New York, bijgenaamd “The Empire State”, is de vierde meest bevolkte en 27e grootste in grootte in de VS met 54.475 vierkante mijl; het is de zevende in bevolkingsdichtheid. In het zuiden grenst de staat aan New Jersey en Pennsylvania, en in het oosten aan Connecticut, Massachusetts en Vermont. Het grenst ook aan de Atlantische Oceaan en deelt een internationale grens met twee Canadese provincies in het noorden en het westen. Het grenst ook aan twee Grote Meren: Lake Erie en Lake Ontario. New York City is de dichtstbevolkte stad en het economisch centrum van de staat, en tevens de dichtstbevolkte stad van het land. Bijna tweederde van de bevolking van de staat woont in de agglomeratie New York City. Het is een wereldstad met een grote invloed op handel, financiën, media, kunst, cultuur, onderzoek, technologie en onderwijs.

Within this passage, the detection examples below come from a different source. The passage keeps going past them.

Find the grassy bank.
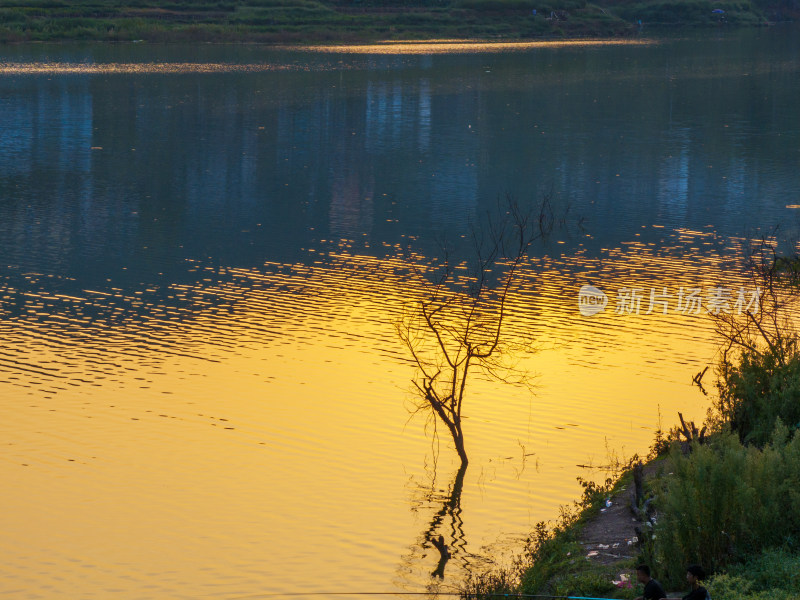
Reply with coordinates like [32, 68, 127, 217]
[0, 0, 800, 44]
[465, 253, 800, 600]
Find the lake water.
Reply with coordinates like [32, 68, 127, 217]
[0, 28, 800, 598]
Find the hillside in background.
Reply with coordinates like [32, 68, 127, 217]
[0, 0, 800, 43]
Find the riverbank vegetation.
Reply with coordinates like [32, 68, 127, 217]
[464, 247, 800, 600]
[0, 0, 800, 44]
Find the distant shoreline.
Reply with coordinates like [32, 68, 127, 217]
[0, 0, 788, 46]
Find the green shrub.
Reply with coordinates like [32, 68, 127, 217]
[650, 428, 800, 586]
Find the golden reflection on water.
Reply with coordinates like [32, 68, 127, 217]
[0, 232, 764, 598]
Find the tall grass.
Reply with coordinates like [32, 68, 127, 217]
[648, 420, 800, 586]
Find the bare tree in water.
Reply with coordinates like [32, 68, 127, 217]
[397, 196, 564, 468]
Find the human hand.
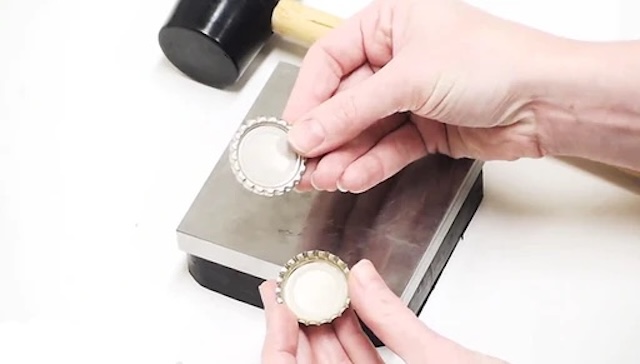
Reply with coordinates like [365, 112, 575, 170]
[283, 0, 567, 192]
[260, 260, 504, 364]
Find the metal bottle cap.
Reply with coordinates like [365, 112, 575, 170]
[276, 250, 350, 326]
[229, 117, 305, 196]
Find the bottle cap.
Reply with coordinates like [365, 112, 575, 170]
[276, 250, 350, 326]
[229, 117, 305, 196]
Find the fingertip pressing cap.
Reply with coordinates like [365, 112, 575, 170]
[276, 250, 350, 326]
[229, 117, 305, 196]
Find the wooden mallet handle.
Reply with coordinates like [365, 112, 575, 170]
[271, 0, 640, 178]
[271, 0, 342, 47]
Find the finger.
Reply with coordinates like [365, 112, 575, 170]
[338, 123, 427, 193]
[304, 325, 349, 364]
[282, 8, 370, 123]
[311, 114, 405, 191]
[289, 58, 411, 157]
[259, 280, 299, 364]
[349, 260, 433, 363]
[333, 308, 384, 364]
[297, 65, 373, 192]
[295, 158, 319, 192]
[296, 330, 313, 364]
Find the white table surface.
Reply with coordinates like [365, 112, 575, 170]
[0, 0, 640, 364]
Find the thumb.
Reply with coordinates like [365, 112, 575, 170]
[349, 260, 473, 363]
[289, 59, 409, 158]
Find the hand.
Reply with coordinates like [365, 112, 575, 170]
[283, 0, 566, 193]
[260, 260, 503, 364]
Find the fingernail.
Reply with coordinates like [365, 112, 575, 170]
[336, 181, 349, 192]
[289, 120, 324, 154]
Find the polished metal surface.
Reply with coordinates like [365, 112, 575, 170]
[178, 63, 482, 302]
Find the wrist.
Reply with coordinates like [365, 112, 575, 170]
[526, 39, 640, 169]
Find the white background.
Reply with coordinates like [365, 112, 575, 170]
[0, 0, 640, 364]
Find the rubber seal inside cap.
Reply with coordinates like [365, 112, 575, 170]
[276, 250, 350, 325]
[229, 117, 305, 196]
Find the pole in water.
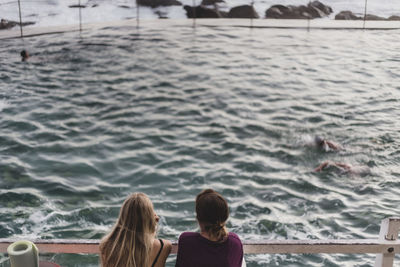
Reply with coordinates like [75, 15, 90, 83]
[193, 0, 197, 28]
[363, 0, 368, 30]
[250, 0, 254, 29]
[18, 0, 24, 38]
[136, 0, 139, 29]
[79, 0, 82, 32]
[307, 0, 311, 32]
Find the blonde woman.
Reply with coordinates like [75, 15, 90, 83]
[100, 193, 172, 267]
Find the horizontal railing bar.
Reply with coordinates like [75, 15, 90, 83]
[0, 241, 400, 254]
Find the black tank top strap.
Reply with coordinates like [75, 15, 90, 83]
[151, 239, 164, 267]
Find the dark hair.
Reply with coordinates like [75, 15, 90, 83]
[196, 189, 229, 241]
[314, 135, 325, 146]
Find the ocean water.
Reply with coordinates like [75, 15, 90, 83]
[0, 0, 400, 27]
[0, 20, 400, 267]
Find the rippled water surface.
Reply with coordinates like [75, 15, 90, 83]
[0, 22, 400, 266]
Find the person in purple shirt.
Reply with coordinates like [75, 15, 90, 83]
[175, 189, 243, 267]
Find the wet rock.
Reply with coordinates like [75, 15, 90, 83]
[201, 0, 225, 6]
[365, 14, 386, 20]
[68, 5, 86, 8]
[308, 1, 333, 15]
[265, 1, 333, 19]
[154, 10, 168, 19]
[228, 5, 259, 19]
[0, 19, 35, 30]
[137, 0, 182, 8]
[388, 16, 400, 20]
[335, 10, 387, 20]
[335, 10, 363, 20]
[183, 5, 222, 19]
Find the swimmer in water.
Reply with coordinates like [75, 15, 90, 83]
[314, 136, 343, 152]
[21, 50, 29, 61]
[314, 161, 371, 176]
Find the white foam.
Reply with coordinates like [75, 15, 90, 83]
[0, 99, 9, 112]
[0, 0, 400, 27]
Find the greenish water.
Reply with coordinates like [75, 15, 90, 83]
[0, 22, 400, 267]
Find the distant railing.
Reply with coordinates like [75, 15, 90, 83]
[0, 218, 400, 267]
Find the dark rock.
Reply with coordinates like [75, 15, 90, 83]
[154, 10, 168, 19]
[365, 14, 386, 20]
[335, 10, 363, 20]
[308, 1, 333, 15]
[265, 1, 333, 19]
[218, 10, 228, 18]
[68, 5, 86, 8]
[388, 16, 400, 20]
[183, 5, 221, 19]
[137, 0, 182, 8]
[228, 5, 259, 19]
[0, 19, 35, 30]
[201, 0, 225, 6]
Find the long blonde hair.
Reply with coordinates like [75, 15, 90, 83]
[100, 193, 156, 267]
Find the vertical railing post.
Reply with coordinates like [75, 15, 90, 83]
[192, 0, 197, 28]
[363, 0, 368, 30]
[374, 218, 400, 267]
[79, 0, 82, 32]
[18, 0, 24, 38]
[136, 0, 140, 29]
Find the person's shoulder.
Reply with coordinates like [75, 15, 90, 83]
[179, 232, 199, 242]
[161, 239, 172, 254]
[228, 232, 242, 244]
[161, 239, 172, 249]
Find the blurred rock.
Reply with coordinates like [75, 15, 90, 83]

De geografie van New York omvat de Adirondack Mountains en vele grote meren, rivieren, valleien, en enkele eilanden. De meest opvallende zijn Lake Champlain en Lake Champlain Valley, Hudson River en Hudson Valley, Lake George, de Allegheny River, en het Finger Lakes gebied. De hoogste top in New York is Mount Marcy, 5.344 voet boven de zeespiegel. Het zuidelijke deel van de staat maakt deel uit van het Allegheny Plateau, dat zich uitstrekt tot de Catskill Mountains. Het Adirondack Park is het grootste staatspark van de Verenigde Staten en is groter dan Yellowstone National Park, Yosemite National Park, Grand Canyon National Park, Glacier National Park en Olympic National Park samen. Catskill Park is een ander staatspark dat bekend staat om zijn wilde dieren, zoals herten, nertsen en zwarte beren. Er zijn talrijke kampeerterreinen en wandelpaden. Niagara Falls was het eerste staatspark in de Verenigde Staten, opgericht door New York aan het eind van de 19e eeuw. Er zijn ook een groot aantal historische plaatsen voor bezoekers. Het weer in New York is over het algemeen warm en vochtig in de zomer, en koud en vochtig of besneeuwd in de winter, waarbij de gebieden rond Lake Ontario vaak sneeuw met meereffecten krijgen.
New York City is een belangrijk economisch centrum in de Verenigde Staten en de wereld, de thuisbasis van Wall Street, de New York Stock Exchange, en het internationale bankwezen. Het is ook een centrum voor de technologie-industrie, media en entertainment. Het toerisme levert een grote bijdrage aan de economie: bezoekers komen niet alleen voor de felle lichten van New York City, maar ook voor openluchtrecreatie en de natuurlijke schoonheid van de staat. Bovendien zijn er een aantal skigebieden die in de winter bezoekers aantrekken. New York exporteert goederen zoals bereide voedingsmiddelen, computers, elektronica, geslepen diamanten, en andere. De economie van de staat wordt ook ondersteund door een grote productiesector, waaronder drukkerijen en de productie van kleding, spoorweguitrusting, auto-onderdelen en buslijnvoertuigen. New York staat op de derde plaats wat de productie van druiven betreft en is de tweede wijnproducent van de Verenigde Staten. Andere landbouwproducten zijn ahornsiroop, appels, kersen, kool, zuivelproducten, uien en aardappelen. New York is de grootste producent van kool in het land. New York is ook een centrum voor onderwijs, met verschillende grote openbare universiteiten, en een aantal gerespecteerde particuliere universiteiten, zoals Columbia University in Upper Manhattan in New York City en Cornell University in Ithaca.